I couldn't get POSTMAN working with just the NS to...
# suitescript
c
I couldn't get POSTMAN working with just the NS token details which my was litmus test - doubt their system supports oauth
b
Perhaps they require you to install their integration record first
c
@battk I wish!
They don't have anything to do with NetSuite
THey're just asking for a callback URL to send fulfilments to and two auth values: USER, SECRETY KEY
So that can only be TBA or username / password (which would require NLAUTH headers I believe).
b
Probably want to get clarification
They might mean oauth 2
c
I thought OAUTH 2 would require more than just two fields to authenticate?
OR maybe not - I'll play around with that.
b
if you skip to the end, you only need the access token
if you start at the beginning, then the client id and secret can be used in a browser redirect based flow to get the access token
and refresh token in netsuite's case
p
In the past I’ve just used a without login suitelet & hard-coded an API key that you ask them to put in the URL. Fast fail in the script if it isn’t set correctly. Not elegant, but does the job because you’re not dealing with returning data
c
@PNJ How did you do that?
I'm hoping I don't have to resort to a bit of a hack but it might be necessary!
p
It's really simple. Like I said, I needed something quick & there was 0 risk involved with the data we were handling.

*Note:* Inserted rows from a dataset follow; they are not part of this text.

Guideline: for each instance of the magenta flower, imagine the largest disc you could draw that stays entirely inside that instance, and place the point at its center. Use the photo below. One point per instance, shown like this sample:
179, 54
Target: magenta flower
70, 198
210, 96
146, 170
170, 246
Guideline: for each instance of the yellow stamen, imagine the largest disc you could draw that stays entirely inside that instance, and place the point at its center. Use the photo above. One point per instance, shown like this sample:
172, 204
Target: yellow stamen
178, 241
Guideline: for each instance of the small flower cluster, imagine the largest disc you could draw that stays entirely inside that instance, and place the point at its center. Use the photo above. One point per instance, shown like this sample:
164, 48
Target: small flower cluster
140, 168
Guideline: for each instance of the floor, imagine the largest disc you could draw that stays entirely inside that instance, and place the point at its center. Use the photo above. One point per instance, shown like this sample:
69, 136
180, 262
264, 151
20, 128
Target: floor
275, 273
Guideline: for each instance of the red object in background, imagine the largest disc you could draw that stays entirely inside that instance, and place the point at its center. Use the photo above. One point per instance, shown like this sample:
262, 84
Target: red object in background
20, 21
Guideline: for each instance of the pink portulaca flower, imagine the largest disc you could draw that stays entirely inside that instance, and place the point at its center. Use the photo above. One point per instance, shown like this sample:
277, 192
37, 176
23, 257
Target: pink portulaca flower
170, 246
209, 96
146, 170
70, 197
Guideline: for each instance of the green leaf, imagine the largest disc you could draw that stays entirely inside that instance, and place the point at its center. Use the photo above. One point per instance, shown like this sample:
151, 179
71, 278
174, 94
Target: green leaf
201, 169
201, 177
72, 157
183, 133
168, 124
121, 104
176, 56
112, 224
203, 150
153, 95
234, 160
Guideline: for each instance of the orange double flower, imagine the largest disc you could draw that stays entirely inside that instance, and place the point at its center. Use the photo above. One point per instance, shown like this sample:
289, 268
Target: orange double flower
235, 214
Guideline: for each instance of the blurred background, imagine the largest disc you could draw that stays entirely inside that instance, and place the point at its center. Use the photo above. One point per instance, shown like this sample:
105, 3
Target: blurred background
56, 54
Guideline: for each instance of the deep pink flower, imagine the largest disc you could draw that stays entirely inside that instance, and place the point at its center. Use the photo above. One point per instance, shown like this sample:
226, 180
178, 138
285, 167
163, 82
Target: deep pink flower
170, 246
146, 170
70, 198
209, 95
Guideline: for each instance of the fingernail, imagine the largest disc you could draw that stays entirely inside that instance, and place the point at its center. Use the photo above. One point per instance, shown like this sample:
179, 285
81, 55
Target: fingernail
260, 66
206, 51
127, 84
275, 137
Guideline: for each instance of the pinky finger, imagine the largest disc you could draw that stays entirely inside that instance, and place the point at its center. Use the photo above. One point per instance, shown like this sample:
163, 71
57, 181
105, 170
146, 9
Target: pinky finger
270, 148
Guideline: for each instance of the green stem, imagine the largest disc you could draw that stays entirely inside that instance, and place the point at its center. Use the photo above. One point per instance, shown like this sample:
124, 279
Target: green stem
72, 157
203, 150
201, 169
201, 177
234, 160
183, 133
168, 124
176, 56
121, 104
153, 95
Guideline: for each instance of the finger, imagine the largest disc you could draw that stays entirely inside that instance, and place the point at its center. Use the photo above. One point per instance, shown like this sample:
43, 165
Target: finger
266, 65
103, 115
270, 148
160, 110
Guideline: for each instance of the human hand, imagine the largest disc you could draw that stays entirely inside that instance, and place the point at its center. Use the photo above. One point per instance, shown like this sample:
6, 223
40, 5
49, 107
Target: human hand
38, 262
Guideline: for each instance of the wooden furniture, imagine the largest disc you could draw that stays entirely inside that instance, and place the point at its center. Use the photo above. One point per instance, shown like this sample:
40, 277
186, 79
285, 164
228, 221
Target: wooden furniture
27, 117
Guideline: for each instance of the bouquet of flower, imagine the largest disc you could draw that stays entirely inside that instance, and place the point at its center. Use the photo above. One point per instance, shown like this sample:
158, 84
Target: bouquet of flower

Get them to call the suitelet with
&apikey=abcdefghijklwhatever
appended in the URL then check it in the suitelet:
Copy code
function onRequest(context) {
	if (context.request.method === 'GET') {
		if (context.request.parameters.apikey=='abcdefghijklwhatever') {
			// do stuff 
		} else {
			log.debug('sweet let', 'DENIED');
		}
	}
	else
	{
		log.debug('sweet let','bad request type');
	}

	return true;
}
In your case you'd have to adapt it for
POST
unless the data is small and you can use other
GET
parameters easily (though obviously they get saved in any naughty MITM proxies along the way)
c
@PNJ thanks - looks like the sender cannot do anything other than HTTP basic
and they can't add anything to the headers
frustrating!
b
if you are desperate, you can probably badly implement http basic in an external suitelet
assuming they arent doing the actual challenge part of basic that nobody does anymore
c
What a pain - that will be my backup if all else fails
@battk it turns out the sender ONLY support HTTP BASIC and sending PLAINTEXT
so I can't even use celigo as that has to be JSON
looks like my only option is what you suggested.
p
Crikey. I’d probably ask them when they planned on moving on from 1990s technology
c
Yeah....
This is stopping go live on this NetSuite / 3PL integration
p
This actually might be a good use case for something like AWS Lambda - use it as a stateless bridge that forwards the call on
c
@PNJ AWS was my next port of call, it does mean budget approval plus the ops team having to monitor that service on top of all the other services though.
m
@Craig, I see the ticket you raised. Perhaps you could use MyAPI which I think would allow you to customize a response. See https://docs.celigo.com/hc/en-us/articles/360047267771-What-is-My-API-. You’d just need to write a little JS hook to return the synchronous response that you want, and that same script could then invoke other flows etc. via the integrator.io API. Happy to help explain that further if needed.